И обнаружить, что нет.....т.т
Эх, сколько у меня недописанных фиков лежит. Некоторые даже весьма значительные по размеру. Раньше это просто было - ночью на работе скучно? Сиди пиши. Днем на учебе говорят что-то не по теме, пишешь в тетрадку, дома перепечатываешь. Три часа ночи, надо бы идти спать, а у тебя мысль прет, сидишь пишешь, какая разница - утром рано вставать не надо.
Сейчас.. все как-то иначе.
Даже немного больно, что не получается больше писать. Вернее обстоятельства не такие подходящие и располагающие.

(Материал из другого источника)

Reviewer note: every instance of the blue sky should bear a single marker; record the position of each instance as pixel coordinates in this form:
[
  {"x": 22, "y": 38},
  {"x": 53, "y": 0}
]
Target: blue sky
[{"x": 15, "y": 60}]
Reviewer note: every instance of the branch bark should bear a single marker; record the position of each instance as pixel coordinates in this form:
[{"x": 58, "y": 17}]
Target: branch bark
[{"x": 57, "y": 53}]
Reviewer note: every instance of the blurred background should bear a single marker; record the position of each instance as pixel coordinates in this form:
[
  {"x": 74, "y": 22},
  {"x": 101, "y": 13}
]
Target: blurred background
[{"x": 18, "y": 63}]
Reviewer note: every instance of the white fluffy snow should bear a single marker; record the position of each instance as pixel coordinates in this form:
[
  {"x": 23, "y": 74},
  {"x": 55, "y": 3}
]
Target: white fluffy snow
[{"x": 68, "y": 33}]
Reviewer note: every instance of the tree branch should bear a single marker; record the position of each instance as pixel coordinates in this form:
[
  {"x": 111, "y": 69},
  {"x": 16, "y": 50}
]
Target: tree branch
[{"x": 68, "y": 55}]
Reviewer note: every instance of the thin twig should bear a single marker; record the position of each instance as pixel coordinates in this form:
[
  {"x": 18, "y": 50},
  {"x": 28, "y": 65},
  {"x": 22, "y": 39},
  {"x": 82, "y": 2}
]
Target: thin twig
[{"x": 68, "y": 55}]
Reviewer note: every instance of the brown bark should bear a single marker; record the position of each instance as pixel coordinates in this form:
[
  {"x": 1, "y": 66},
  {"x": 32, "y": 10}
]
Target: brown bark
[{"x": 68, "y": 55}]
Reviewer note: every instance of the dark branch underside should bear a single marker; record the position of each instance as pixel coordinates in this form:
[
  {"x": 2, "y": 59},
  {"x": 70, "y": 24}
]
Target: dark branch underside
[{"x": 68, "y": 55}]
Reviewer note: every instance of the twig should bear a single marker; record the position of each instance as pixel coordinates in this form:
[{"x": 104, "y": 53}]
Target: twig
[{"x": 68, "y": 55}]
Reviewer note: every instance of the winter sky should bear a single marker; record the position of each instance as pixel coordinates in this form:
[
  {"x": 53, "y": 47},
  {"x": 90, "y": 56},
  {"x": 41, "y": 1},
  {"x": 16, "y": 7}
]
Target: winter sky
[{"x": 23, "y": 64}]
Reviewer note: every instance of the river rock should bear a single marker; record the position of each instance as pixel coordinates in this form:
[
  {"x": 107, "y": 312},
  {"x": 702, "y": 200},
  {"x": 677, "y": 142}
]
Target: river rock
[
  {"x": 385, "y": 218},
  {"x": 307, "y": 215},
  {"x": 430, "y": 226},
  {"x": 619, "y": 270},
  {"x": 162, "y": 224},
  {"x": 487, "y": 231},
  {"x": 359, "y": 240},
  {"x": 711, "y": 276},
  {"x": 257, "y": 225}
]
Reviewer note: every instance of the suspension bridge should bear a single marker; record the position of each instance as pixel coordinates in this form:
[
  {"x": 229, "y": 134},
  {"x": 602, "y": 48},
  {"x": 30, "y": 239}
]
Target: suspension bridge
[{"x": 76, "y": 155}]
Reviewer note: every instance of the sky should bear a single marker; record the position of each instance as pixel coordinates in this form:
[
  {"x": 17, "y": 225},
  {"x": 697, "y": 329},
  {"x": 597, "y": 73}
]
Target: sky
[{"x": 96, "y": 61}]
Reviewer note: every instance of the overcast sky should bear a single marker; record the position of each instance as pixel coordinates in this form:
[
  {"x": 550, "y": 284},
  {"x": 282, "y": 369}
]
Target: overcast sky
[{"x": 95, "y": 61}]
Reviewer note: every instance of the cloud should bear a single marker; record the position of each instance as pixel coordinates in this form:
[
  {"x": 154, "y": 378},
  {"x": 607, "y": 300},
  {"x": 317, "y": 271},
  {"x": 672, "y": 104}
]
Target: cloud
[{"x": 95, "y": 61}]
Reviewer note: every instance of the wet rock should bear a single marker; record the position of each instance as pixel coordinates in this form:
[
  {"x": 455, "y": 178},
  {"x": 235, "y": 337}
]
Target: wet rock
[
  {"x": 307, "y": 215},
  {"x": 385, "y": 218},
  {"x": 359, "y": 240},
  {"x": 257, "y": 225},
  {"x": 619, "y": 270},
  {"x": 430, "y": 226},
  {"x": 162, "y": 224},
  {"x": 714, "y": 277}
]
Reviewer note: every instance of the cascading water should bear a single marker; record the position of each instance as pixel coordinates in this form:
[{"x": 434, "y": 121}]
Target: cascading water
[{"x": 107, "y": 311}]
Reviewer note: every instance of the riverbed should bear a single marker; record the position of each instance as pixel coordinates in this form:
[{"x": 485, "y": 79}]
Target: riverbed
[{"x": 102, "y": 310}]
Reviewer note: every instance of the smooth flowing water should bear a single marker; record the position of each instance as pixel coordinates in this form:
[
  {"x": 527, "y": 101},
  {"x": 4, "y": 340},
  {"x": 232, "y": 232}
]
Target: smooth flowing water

И все-таки, раз нашла, пусть лежит. Но учтите - он не окончен, да.
Вообще подумаю, может, стоит и все остальные незаконченные найти и выложить. Пусть.
Фендом: D.Gray-man
Название: Без слов (не окончен)
Пейринг: Лави/Аллен
Рейтинг: PG-13
Жанр: ангст, романтика
От автора: не знаю, что еще сказать... разве что.. так получилось, что читала под:
Может и не совсем подходит, но пробрало сильнее.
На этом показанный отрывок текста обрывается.